Thu, Oct 02, 2025, 07:16:00
In its September Asian Development Outlook (ADO) released on Tuesday, the bank has also revised Vietnam’s economic growth forecast, raising it to 6.7% in 2025 and adjusting to 6% in 2026. Inflation projections are slightly below the previous estimates published in April this year.
However, despite mounting headwinds from reciprocal tariffs and escalating geopolitical tensions globally and regionally, Vietnam’s economy has performed well in the first quarters of the year.
Growth accelerated to 7.5% by June 2025, marking its best first-half performance since 2010. This momentum was fueled by supportive government policies and a surge in export orders ahead of the new U.S. tariffs.
However, ADB forecasts growth to slow down for the rest of this year due to the impact of reciprocal tariffs that took effect on August 7.
While the domestic economy remains stable, growth is expected to slow down compared to the strong growth in the first half of 2025. In addition to revising up its 2025 GDP growth forecast for Vietnam, the bank also forecast inflation will be lower, at 3.9% in 2025 and easing slightly to 3.8% in 2026.
ADB country director for Vietnam Shantanu Chakraborty said that better coordination between the effective enforcement of fiscal and monetary policies will help avoid overburdening monetary tools and preserve macro-financial stability.
He said in the long term, wide-ranging regulatory reforms must tackle structural challenges, like ensuring climate resilience, boosting the private sector's competitiveness, enhancing the efficiency of state-owned enterprises, stepping up the modernization of the tax system, and digital transformation. This is vital for a more balanced growth model.
Nguyen Ba Hung, principal country economist at ADB Vietnam, emphasized a number of risks stemming from both global uncertainties and domestic factors.
Particularly, he stated that Vietnam's economic outlook mainly faces external risks, first of all the reciprocal tariff measures of the U.S.
In addition, global uncertainties, including the slowing growth of major global economies, will affect the import demand of partner countries, leading to the fact that Vietnam's export activities will have less chances to maintain the high growth momentum as in the past.
Regarding domestic risks, Hung said that the implementation of the Government's reform efforts in the initial stage may encounter some adjustments, making the policies not as effective as expected.
Hung also stressed that if the government's reform measures are well implemented, they could contribute to better growth than ADB's forecast.
The State Bank of Vietnam (SBV) has kept its policy rate at 4.5% since 2023, while injecting liquidity through open market operations to maintain ample market liquidity.
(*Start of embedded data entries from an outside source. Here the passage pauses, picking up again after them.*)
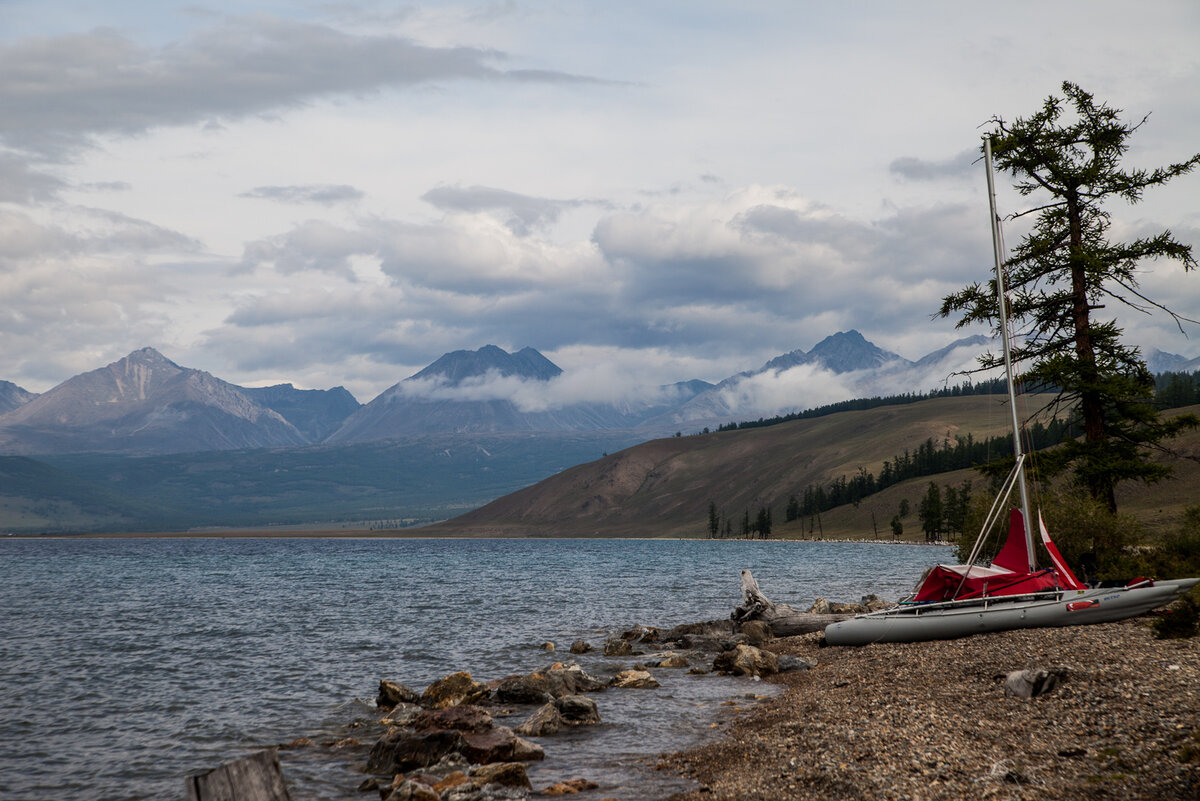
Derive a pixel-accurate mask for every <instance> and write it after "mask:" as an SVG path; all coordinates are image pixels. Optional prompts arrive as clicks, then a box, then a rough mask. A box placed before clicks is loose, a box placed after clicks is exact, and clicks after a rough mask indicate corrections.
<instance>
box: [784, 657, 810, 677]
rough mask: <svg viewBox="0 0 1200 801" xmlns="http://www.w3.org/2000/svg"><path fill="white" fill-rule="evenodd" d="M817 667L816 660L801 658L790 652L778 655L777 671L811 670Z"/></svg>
mask: <svg viewBox="0 0 1200 801" xmlns="http://www.w3.org/2000/svg"><path fill="white" fill-rule="evenodd" d="M815 667H817V662H816V660H803V658H800V657H798V656H792V655H791V654H785V655H782V656H781V657H779V671H780V673H787V671H788V670H811V669H812V668H815Z"/></svg>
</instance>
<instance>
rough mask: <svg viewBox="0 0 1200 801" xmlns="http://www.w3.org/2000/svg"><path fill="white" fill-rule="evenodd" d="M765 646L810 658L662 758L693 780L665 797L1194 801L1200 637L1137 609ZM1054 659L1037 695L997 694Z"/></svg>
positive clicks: (1199, 768)
mask: <svg viewBox="0 0 1200 801" xmlns="http://www.w3.org/2000/svg"><path fill="white" fill-rule="evenodd" d="M820 639H821V636H820V634H806V636H804V637H793V638H782V639H776V640H773V642H772V643H770V644H768V648H769V649H770V650H774V651H776V652H779V654H793V655H797V656H802V657H806V658H815V660H817V661H818V663H820V664H818V666H817V667H816V668H815V669H812V670H809V671H803V673H788V674H782V675H779V676H775V677H774V679H773V680H774V681H776V682H778V683H780V685H782V686H784V687H785V691H784V692H782V693H781V694H779V695H775V697H772V698H769V699H768V700H764V701H763V703H761V704H760V705H757V706H756V707H754V709H752V710H751V711H749V712H746V713H745V715H743V716H742V717H739V718H738V719H736V721H734V722H733V723H731V724H730V727H728V730H727V731H726V735H727V736H726V737H725V739H724V740H722V741H720V742H716V743H713V745H708V746H704V747H702V748H698V749H696V751H690V752H685V753H678V754H670V755H665V757H664V758H662V760H661V761H660V764H659V767H660V769H661V770H672V771H678V772H682V773H685V775H688V776H691V777H694V778H695V779H696V781H698V782H701V788H700V789H697V790H694V791H689V793H685V794H680V795H676V796H672V801H725V800H728V801H734V800H737V801H744V800H748V799H763V800H767V799H770V800H776V799H818V800H820V801H833V800H842V799H846V800H850V799H872V800H874V799H884V800H893V799H895V800H900V799H905V800H912V801H917V800H920V801H931V800H938V799H947V800H950V799H953V800H955V801H958V800H961V799H1021V800H1033V799H1088V800H1099V799H1112V800H1118V799H1120V800H1122V801H1128V800H1130V799H1151V800H1154V801H1166V800H1174V799H1180V800H1183V799H1187V800H1188V801H1195V799H1200V638H1196V639H1190V640H1159V639H1156V638H1154V636H1153V632H1152V630H1151V628H1150V625H1148V620H1147V619H1138V620H1129V621H1122V622H1116V624H1104V625H1097V626H1078V627H1070V628H1042V630H1025V631H1014V632H1003V633H997V634H986V636H979V637H970V638H965V639H959V640H948V642H938V643H919V644H878V645H869V646H864V648H823V649H822V648H818V643H820ZM1037 667H1045V668H1056V669H1060V670H1062V671H1063V673H1064V681H1063V682H1062V683H1061V685H1060V687H1058V689H1057V691H1055V692H1054V693H1051V694H1046V695H1042V697H1039V698H1034V699H1021V698H1015V697H1010V695H1008V694H1006V693H1004V688H1003V676H1004V675H1006V674H1007V673H1008V671H1010V670H1021V669H1026V668H1037Z"/></svg>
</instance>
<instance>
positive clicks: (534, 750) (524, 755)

By the end of August 2025, credit had increased by 11.8% compared to end-2024 and 19.9% over the same period last year, thus increasing demand for mobilizing capital.
By end-August 2025, the currency had depreciated by 3.7% against the U.S. dollar since end-2024, despite the dollar weakening against other major currencies. The decline added inflationary pressure to foreign debt repayments along with corporate foreign currency fundraising, according to ADB.
"With credit growth likely to reach or exceed the 16% target for 2025 and the SBV’s more flexible approach to credit growth management, bank lending should grow further toward the end of 2025."
However, there remain concerns over asset quality, loan portfolio risk, and potential inflationary pressures. In the nearterm, rising non-performing loans and declining bank profitability will limit space for further monetary easing, the bank added.
The Vietnamese government targets a GDP growth rate of 8.3-8.5% for 2025 and double-digit expansion for 2026-2030. According to the Prime Minister’s Policy Advisory Council", the target is "appropriate" given the favorable macroeconomic conditions and structural reforms.
The World Bank Group in its country economic update issued on September 8 stated that Vietnam's monetary policy has remained accommodative, as State Bank of Vietnam (SBV) interventions contained foreign exchange pressures and increased credit growth.
The WB predicted Vietnam’s GDP growth will moderate to 6.6% in 2025. After strong growth momentum in H1/2025, the Vietnamese economy is expected to cool in the remainder of the year as overall export growth normalizes.
"Our baseline projection assumes reduced net export contributions to GDP growth. However, the outlook remains heavily dependent on further trade developments."